Monday, July 20, 2015

When Too Little is Too Much


Quick, who’s likelier to default on a loan: someone with $100,000 of debt, or someone with $2000 of debt?

If you answered $100,000, sorry.  The correct answer is $2,000.  And the reasons for that shed light on the whole “student loan crisis” debate.

Robert Kelchen had a great piece yesterday pointing out that, among other things, “[s]ixty-three percent of students who started college in 2003-04 and defaulted on their loans by 2009 were college dropouts, while students with a bachelor’s or associate’s degree were only 4% of defaults.”  Dropouts often leave with far less debt than graduates, which makes sense; they left sooner.   But they left with far less earning power, making their smaller debt loads much harder to pay.  What looks like a “high loan balance” issue is, in fact, a “low earning power” issue.

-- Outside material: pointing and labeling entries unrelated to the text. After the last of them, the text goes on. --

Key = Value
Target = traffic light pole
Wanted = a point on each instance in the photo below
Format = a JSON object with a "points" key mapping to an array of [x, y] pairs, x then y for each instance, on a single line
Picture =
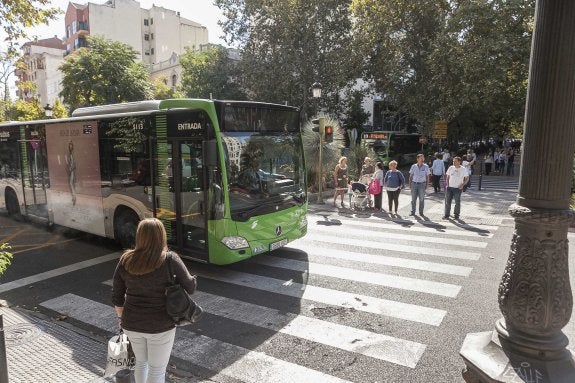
{"points": [[320, 186]]}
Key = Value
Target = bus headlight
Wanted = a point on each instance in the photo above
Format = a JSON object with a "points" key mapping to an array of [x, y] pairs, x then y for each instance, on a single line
{"points": [[235, 242]]}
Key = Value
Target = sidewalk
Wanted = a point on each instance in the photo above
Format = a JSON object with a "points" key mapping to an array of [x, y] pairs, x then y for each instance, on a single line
{"points": [[486, 207], [41, 349]]}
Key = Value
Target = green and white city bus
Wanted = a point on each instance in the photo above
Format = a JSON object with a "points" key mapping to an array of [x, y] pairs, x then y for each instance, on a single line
{"points": [[391, 145], [227, 178]]}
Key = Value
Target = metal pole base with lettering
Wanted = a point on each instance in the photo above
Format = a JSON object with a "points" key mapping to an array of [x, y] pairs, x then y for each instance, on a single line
{"points": [[535, 299], [487, 361]]}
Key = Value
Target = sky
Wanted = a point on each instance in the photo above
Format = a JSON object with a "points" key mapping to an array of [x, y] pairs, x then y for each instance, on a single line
{"points": [[200, 11]]}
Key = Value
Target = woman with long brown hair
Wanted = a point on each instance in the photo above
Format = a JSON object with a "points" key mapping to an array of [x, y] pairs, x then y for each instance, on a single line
{"points": [[138, 294]]}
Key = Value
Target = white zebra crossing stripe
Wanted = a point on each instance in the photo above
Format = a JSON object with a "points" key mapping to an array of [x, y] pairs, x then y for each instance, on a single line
{"points": [[384, 236], [226, 359], [376, 247], [383, 347], [445, 228], [442, 268], [380, 279], [394, 309]]}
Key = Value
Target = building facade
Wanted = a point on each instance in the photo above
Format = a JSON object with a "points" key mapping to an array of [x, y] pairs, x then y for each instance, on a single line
{"points": [[41, 60], [154, 33]]}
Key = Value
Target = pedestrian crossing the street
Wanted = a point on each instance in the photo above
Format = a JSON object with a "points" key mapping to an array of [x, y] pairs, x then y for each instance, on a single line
{"points": [[358, 292]]}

The Boston Globe offered confirmation with more recent data.  Yesterday’s story included a handy table listing the default rates for the various colleges throughout Massachusetts.  A sample:

Greenfield Community College: 22% default rate

Westfield State University: 4.6% default rate

Williams College: 1.8% default rate

As the cost of the college goes up, the default rate goes down.  The relationship isn’t perfect: despite nearly identical costs, Amherst College’s default rate was more than double that of Williams’.  But in broad terms, the community college sector -- the most affordable, by far -- had the highest default rates.  And that’s in a state in which the community college default rate was lower than the national average.

Though counterintuitive in some ways, these findings actually offer some grounds for optimism.  At a really basic level, I don’t think it’s a coincidence that loan default rates spiked during the Great Recession; as the job market recovers -- slowly, but still -- I’d expect to see default rates retreat.  And to the extent that colleges do a better job of keeping students on track to graduation, default rates should drop even as average balances increase.  That’s because attending long enough to graduate may entail taking out more loans than walking away after a semester or two, but the payoff from the degree is more than worth it.

Are these findings a rebuttal to the “free community college” movement?  If less debt is more bad, would no debt be the worst of all?

Um, no.  Because the default problem is really a wage problem.  For students who drop out anyway, less debt is better than more debt.  The real public policy problem is the student who drops out with enough debt to matter, but without a serious income.  The “free community college” movement addresses the first directly, by eliminating tuition, and the second indirectly, by making it easier to pay living costs.  Students who can cover their living costs are likelier to persist and graduate.  

Statistically, too little debt behaves like too much.  But that’s a trick of the math.  The real crisis isn’t around student loans; it’s around entry-level salaries.  Until we figure that out, we’ll keep trying to solve the wrong problems.